Uit de plantoelichting volgt dat de raad vanwege de ligging van de woningen aan de Westerstraat aan de andere kant van het Winsumerdiep heeft gekozen voor een wat van het Winsumerdiep terugliggende situering van de voorziene nieuwe bebouwing en wat lagere bebouwing dan op grond van het voorgaande plan mogelijk was. Dat betekent dat de raad de belangen van de bewoners van woningen aan de Westerstraat in zijn afweging heeft betrokken. De voorzieningenrechter ziet op voorhand geen aanleiding voor de conclusie dat de gevolgen voor het uitzicht van [verzoeker sub 2] zodanig zijn dat de raad bij de afweging van alle betrokken belangen, waaronder de belangen van omwonenden en het belang dat is gemoeid met het realiseren van het plan, hieraan een groter gewicht had moeten toekennen dan hij heeft gedaan.

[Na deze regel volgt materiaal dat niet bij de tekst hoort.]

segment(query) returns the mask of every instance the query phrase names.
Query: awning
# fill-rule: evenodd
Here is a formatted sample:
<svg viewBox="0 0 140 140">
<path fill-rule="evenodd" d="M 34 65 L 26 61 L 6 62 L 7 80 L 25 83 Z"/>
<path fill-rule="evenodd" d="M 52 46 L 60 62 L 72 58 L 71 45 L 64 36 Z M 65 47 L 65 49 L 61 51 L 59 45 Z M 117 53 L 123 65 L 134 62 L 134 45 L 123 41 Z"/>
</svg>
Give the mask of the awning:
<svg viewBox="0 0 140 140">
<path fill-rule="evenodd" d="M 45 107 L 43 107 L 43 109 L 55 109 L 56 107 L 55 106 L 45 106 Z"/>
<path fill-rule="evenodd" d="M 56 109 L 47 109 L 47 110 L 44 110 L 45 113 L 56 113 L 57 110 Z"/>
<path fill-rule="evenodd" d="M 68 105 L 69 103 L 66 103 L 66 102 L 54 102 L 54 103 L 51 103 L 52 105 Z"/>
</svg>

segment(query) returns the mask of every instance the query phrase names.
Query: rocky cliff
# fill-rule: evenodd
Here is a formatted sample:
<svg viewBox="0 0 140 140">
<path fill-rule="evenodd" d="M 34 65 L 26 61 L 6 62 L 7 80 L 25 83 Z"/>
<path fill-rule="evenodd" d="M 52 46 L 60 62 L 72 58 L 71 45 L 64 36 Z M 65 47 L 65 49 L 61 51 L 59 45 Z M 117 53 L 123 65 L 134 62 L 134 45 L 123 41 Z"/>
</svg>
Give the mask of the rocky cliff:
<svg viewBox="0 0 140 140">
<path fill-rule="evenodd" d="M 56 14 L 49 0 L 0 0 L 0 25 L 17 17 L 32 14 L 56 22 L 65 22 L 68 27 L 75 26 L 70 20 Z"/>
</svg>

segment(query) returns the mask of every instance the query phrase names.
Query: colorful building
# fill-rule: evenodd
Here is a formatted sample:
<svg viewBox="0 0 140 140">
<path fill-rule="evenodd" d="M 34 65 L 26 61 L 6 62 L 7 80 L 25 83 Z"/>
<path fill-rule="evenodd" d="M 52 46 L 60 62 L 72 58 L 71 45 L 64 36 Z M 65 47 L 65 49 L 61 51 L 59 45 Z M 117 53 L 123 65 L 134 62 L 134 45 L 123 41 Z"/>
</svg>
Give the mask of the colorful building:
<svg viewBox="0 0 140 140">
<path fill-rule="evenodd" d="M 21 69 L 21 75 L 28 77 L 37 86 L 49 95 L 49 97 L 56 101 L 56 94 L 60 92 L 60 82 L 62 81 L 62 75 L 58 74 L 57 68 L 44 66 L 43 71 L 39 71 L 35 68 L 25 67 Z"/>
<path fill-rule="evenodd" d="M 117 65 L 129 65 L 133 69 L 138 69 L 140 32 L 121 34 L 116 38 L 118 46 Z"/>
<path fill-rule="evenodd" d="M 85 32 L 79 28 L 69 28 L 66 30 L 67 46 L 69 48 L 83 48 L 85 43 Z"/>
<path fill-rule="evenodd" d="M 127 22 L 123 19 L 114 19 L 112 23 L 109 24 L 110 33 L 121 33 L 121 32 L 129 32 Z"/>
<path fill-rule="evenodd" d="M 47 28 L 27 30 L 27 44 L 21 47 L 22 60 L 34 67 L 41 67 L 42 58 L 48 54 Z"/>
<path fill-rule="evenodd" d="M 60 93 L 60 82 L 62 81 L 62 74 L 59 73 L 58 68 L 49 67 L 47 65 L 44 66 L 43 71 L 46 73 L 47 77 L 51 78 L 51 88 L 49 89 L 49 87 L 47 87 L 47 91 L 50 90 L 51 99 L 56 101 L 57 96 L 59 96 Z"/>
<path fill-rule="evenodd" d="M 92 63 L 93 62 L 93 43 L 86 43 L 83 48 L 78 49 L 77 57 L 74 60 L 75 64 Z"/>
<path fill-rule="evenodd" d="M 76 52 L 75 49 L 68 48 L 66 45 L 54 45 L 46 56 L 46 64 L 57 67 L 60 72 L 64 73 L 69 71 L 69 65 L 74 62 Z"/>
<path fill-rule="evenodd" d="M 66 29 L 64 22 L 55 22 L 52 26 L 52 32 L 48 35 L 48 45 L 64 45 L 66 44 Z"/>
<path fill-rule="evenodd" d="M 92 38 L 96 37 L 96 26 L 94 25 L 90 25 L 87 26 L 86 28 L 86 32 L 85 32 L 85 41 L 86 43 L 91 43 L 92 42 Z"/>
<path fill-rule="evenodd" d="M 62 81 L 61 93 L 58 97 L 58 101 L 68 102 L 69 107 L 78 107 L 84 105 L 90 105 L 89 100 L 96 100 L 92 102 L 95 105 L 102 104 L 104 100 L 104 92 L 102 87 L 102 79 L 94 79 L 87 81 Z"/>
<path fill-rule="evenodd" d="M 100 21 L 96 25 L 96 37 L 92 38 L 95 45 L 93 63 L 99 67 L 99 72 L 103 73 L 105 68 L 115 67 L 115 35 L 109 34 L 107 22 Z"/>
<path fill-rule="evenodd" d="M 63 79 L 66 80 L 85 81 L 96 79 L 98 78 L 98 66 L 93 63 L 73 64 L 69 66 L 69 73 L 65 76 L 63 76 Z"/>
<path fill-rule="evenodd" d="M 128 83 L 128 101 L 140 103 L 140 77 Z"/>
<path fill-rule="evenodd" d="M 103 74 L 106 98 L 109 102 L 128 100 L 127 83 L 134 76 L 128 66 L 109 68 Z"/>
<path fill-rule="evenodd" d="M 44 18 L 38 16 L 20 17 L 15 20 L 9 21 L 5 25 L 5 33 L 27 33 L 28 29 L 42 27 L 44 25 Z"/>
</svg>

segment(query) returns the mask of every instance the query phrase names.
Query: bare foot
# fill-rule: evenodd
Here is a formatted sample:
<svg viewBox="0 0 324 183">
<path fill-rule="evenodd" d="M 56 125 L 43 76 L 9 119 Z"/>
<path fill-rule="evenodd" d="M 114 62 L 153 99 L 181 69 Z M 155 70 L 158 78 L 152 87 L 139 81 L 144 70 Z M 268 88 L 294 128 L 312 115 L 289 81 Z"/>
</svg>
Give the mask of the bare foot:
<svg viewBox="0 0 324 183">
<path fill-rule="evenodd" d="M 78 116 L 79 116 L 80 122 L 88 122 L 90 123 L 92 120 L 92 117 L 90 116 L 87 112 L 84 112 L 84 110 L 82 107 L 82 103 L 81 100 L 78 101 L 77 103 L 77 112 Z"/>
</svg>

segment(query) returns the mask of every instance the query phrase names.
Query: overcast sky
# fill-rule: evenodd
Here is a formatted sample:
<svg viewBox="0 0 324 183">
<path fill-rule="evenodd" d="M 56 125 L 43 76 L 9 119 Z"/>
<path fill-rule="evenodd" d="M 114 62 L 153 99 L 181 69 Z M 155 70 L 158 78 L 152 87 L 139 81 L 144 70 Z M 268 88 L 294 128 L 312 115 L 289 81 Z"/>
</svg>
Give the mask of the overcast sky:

7.       Gelet op het voorgaande ziet de voorzieningenrechter geen aanleiding om in afwachting van de bodemprocedure een voorlopige voorziening te treffen.

8.       De raad hoeft de proceskosten niet te vergoeden.

Beslissing

De voorzieningenrechter van de Afdeling bestuursrechtspraak van de Raad van State:

wijst het verzoek af.

Aldus vastgesteld door mr. E. Helder, voorzieningenrechter, in tegenwoordigheid van mr. M. Duursma, griffier.

De voorzieningenrechter is verhinderd de uitspraak te ondertekenen.

De griffier is verhinderd de uitspraak te ondertekenen.